Sempre aquela coisa estranha. Espécie de comichão no corpo, um pensamento saliente tomando conta dos sentidos. A atenção redobrava. O raciocínio formulado com muita rapidez, quase aviltava suas interlocutoras.

Ela era bela e sofisticada. Curvava o olhar enquanto falava parecendo querer, confrontada com alguma razão, ser interrompida. Ele não evitava a conversa, disfarçava, não contracenava, ouvia, só ouvia.

A revelação veio entre a intenção das palavras. Claro como aquela tarde quente, estranha como as probabilidades do seu corpo. Ele era um demônio...

Sim, um demônio. Sentia, sentia ser.

Foi como um rastilho de pólvora se acendendo.
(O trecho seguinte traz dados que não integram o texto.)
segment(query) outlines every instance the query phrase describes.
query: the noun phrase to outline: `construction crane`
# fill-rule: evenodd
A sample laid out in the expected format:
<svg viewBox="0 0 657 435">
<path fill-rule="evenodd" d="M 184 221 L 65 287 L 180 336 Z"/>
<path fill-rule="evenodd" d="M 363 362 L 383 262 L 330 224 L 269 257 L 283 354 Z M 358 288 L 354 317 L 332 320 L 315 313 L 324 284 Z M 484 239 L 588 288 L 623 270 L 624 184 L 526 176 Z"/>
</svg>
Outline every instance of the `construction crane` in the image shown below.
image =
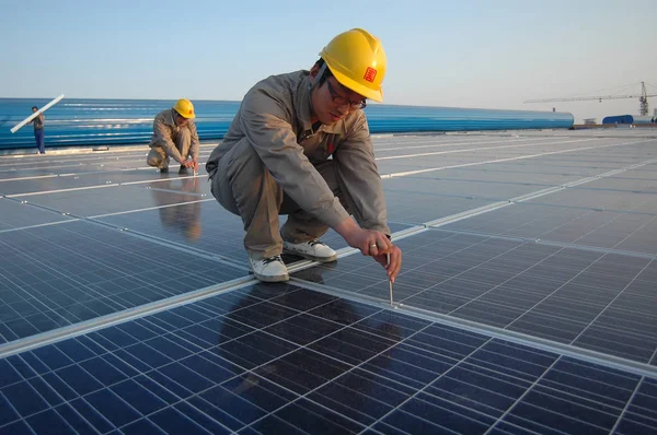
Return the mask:
<svg viewBox="0 0 657 435">
<path fill-rule="evenodd" d="M 648 94 L 646 91 L 645 82 L 641 82 L 641 95 L 602 95 L 602 96 L 574 96 L 565 98 L 544 98 L 544 99 L 528 99 L 525 103 L 554 103 L 554 102 L 590 102 L 598 99 L 602 103 L 602 99 L 623 99 L 623 98 L 638 98 L 638 113 L 642 116 L 648 115 L 648 97 L 657 96 L 657 94 Z"/>
</svg>

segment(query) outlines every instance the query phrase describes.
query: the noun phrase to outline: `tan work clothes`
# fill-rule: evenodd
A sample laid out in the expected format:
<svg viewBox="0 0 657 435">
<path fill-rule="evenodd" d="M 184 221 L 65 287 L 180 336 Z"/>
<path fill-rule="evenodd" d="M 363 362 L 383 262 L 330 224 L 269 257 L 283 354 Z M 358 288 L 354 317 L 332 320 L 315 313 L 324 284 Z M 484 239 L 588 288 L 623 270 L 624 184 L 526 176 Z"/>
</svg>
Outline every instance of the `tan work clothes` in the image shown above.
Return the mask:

Seu pensamento correu o passado todo. Era mesmo, lembrava-se de cada momento, de cada transmudação ao longo da vida.

Queria rir, gargalhar, mas se conteve. Impassível, ouviu como uma transgressão confessada, como um desejo de remissão impresso no tom da voz. Viu nos olhos molhados nostalgia, mas nenhum arrependimento.

O esforço que ela fazia para inventar uma história de culpa já não tinha importância. Era só um espectador. A beleza ele já havia roubado. O arbítrio da fé não o interessava. Apenas ergueu o copo.

Em silêncio, brindou ao pecado que a colocara inteira no seu inferno particular.